Posted on 10/07/2006 4:21:41 PM PDT by MadIvan

Milkman was a popular figure on his rounds

THERE were no children to greet Charles Roberts the last time he collected milk from the Fisher family farm near the Pennsylvania town of Paradise. It was in the early hours of last Monday and the excited young Amish girls who often ran out to greet his arrival were inside asleep.

As a tanker driver for a Lancaster County dairy, Roberts was well known to farmers as one of the few “Englishers” — the Amish term for outsiders — who were allowed to pay regular visits to the community’s old-fashioned farms.

On his daytime rounds he was routinely besieged by inquisitive children who clamoured for lollipops and stories about an outside world that was rarely mentioned by their stern and protective parents.

Roberts finished his night shift at 3am on Monday and returned in darkness to his home in nearby Bart Township. The next time he saw the Fisher children that day, he lined them up against the wall of their classroom and shot them in the back of the head.

The disclosure that Roberts may have known some of the children he murdered in a still-unexplained explosion of violence at the West Nickel Mines Amish school last Monday has added a startling twist to a uniquely American tragedy.

The killings at the heart of the Amish community’s Pennsylvania homeland shattered the zealously guarded serenity of a quaintly archaic religious order that has somehow flourished despite turning its back on modern distractions such as electricity, telephones and cars.

Police initially thought Roberts chose his victims at random, but evidence is mounting that the 32-year-old deliberately targeted the Amish schoolgirls. “I’m sure he knew the girls,” said Stephen Sipos, who lives across the road from the Roberts family. “The milk drivers were always joking around with the kids.”

Among the 10 girls Roberts seized in a planned assault a few hours after he finished work was Marian Fisher, 13, and her 11-year-old sister Barbie, both of whom bravely offered to die in exchange for the lives of the others.

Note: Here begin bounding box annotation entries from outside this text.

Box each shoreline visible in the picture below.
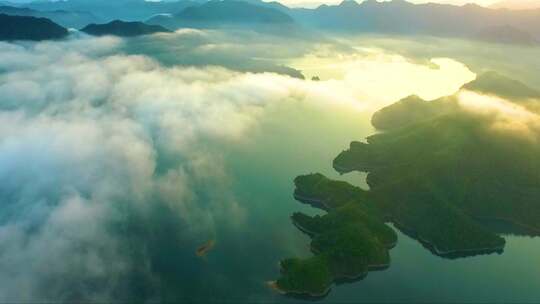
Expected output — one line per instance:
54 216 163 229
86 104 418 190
391 220 505 257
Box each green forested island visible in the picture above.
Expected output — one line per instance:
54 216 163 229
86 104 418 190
275 72 540 296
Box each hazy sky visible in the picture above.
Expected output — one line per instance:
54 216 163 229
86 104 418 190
9 0 504 6
278 0 502 7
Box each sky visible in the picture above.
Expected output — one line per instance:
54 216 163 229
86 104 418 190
278 0 502 7
1 0 506 7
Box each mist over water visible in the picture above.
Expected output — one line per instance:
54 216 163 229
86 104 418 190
0 30 540 302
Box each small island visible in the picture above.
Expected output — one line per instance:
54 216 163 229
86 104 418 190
272 72 540 297
274 174 397 297
0 14 69 41
81 20 171 37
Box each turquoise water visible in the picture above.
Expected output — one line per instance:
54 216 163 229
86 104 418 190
175 99 540 303
120 34 540 303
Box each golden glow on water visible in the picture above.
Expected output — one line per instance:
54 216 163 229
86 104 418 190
289 48 476 107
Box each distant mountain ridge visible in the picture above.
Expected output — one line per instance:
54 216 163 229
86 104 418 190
290 0 540 39
0 14 69 41
147 0 294 29
0 5 100 28
4 0 540 45
81 20 170 37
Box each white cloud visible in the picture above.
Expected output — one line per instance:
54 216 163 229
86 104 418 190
0 33 474 302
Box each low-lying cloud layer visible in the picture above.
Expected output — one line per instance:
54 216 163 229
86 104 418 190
0 34 476 302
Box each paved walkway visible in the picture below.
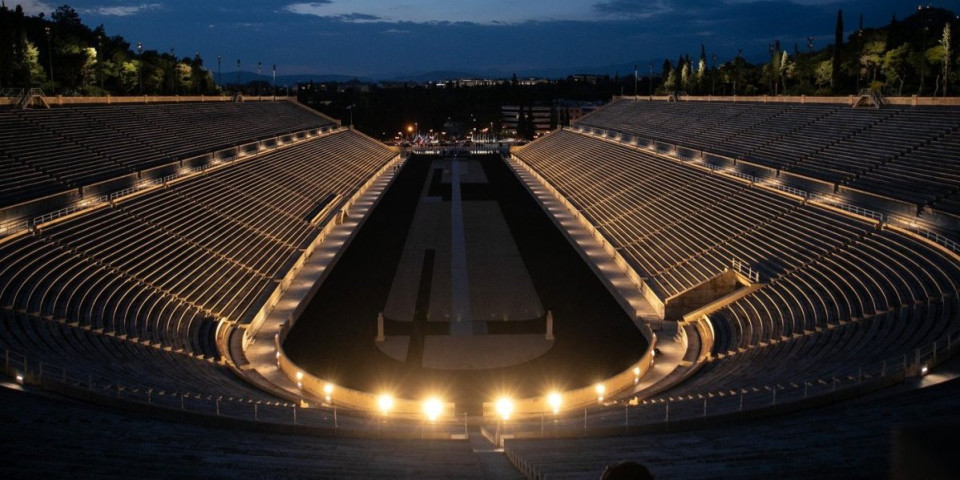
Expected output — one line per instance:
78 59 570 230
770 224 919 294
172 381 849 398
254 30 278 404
243 159 397 395
450 158 478 336
507 158 699 395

A third Fisher sister escaped; neighbours confirmed the Fisher farm was a regular stop on Roberts’s milk route.

As the Amish sought seclusion after the agonies of a public ordeal, there were no easy answers to awkward questions about what provoked Monday’s mayhem, and whether something happened on Roberts’s rounds to propel him to murder the girls.

There were also fears among criminal experts that respect for Amish traditions and the reluctance of Pennsylvania police to intrude may hamper a promised investigation into the motives of a mild-mannered milkman who turned out to be seething with maniacal rage.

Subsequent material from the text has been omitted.